Bundestagsjugend will Grundgesetz ändern

Vier-Fraktionen-Initiative fordert „Generationengerechtigkeit“ als Staatsziel. Linkspartei wittert Sozialabbau

BERLIN taz ■ Einen zweiten Anlauf für die Aktion „Generationengerechtigkeit ins Grundgesetz“ hat gestern eine Gruppe jüngerer Abgeordneter von Union, SPD, FDP und Grünen unternommen. Die Linksfraktion fehlt bei der fraktionsübergreifenden Initiative, die sich 2004 gebildet hat. Ein erster Vorstoß war letztes Jahr in den Wirren der Neuwahl untergegangen.

Die jungen Abgeordneten fordern eine Ergänzung des Grundgesetzes, wonach der Staat „das Prinzip der Nachhaltigkeit zu beachten und die Interessen künftiger Generationen zu schützen“ habe, erklärte Anna Lührmann (Grüne). Außerdem sollen Bund und Länder per Verfassung dazu verpflichtet werden, diesen Werten in ihren Haushalten „Rechnung zu tragen“.

Damit soll gewährleistet werden, dass „mehr Investitionen in Zukunftsaufgaben“ getätigt werden und „weniger Staatsverschuldung“ verursacht werde, sagte Lührmann. Zur Frage, woher denn das Geld für die Zukunftsinvestitionen zu nehmen sei, gebe es zwar parteipolitisch unterschiedliche Vorstellungen. Zunächst sei aber schon etwas gewonnen, wenn dies Fragen überhaupt debattiert würden.

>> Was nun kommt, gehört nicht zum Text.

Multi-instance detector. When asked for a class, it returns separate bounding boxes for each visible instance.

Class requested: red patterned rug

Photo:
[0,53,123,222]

Die gegenwärtig aus 36 Abgeordneten bestehende Initiative will nach der Sommerpause anfangen, für ihren Gruppenantrag Unterschriften zu sammeln. Die Mitglieder hoffen auf Zustimmung im „dreistelligen Bereich“, sagte Jens Spahn (CDU). Für Verfassungsänderungen braucht es zwei Drittel der 614 Abgeordneten. Peter Friedrich (SPD) gestand, dass in seiner Fraktion „Skepsis“ gegenüber einer neuen Verfassungsdebatte bestehe, nachdem man gerade die anstrengende Föderalismusreform hinter sich habe. Auch gebe es Bedenken, „inwieweit die Verfassung die Politik vorprägen kann“. Aber: „Wir freuen uns auf diese Debatte.“

Spahn und Michael Kauch (FDP) betonten, sie verstünden unter Generationengerechtigkeit insbesondere mehr Kapitaldeckung in den sozialen Sicherungssystemen. Der SPD-Abgeordnete Friedrich schränkte ein, bei dieser Frage gebe es in der Initiative „eine Spannung“. Auch in der eigenen Fraktion: Die SPD-„Denkfabrik“ distanzierte sich gestern von der ganzen Aktion; diese leiste dem „Kampf gegen die solidarische Finanzierung der Sozialsysteme“ Vorschub.

Ganz ähnlich begründete die Linksfraktion ihre Ablehnung. Die Initiative der Jungparlamentarier befürworte „weitere Einschnitte in den öffentlichen Kassen“, die vor allem jene Bürger träfen, „die auf die Unterstützung der Gesellschaft am meisten angewiesen sind“, erklärte die Abgeordnete Nele Hirsch.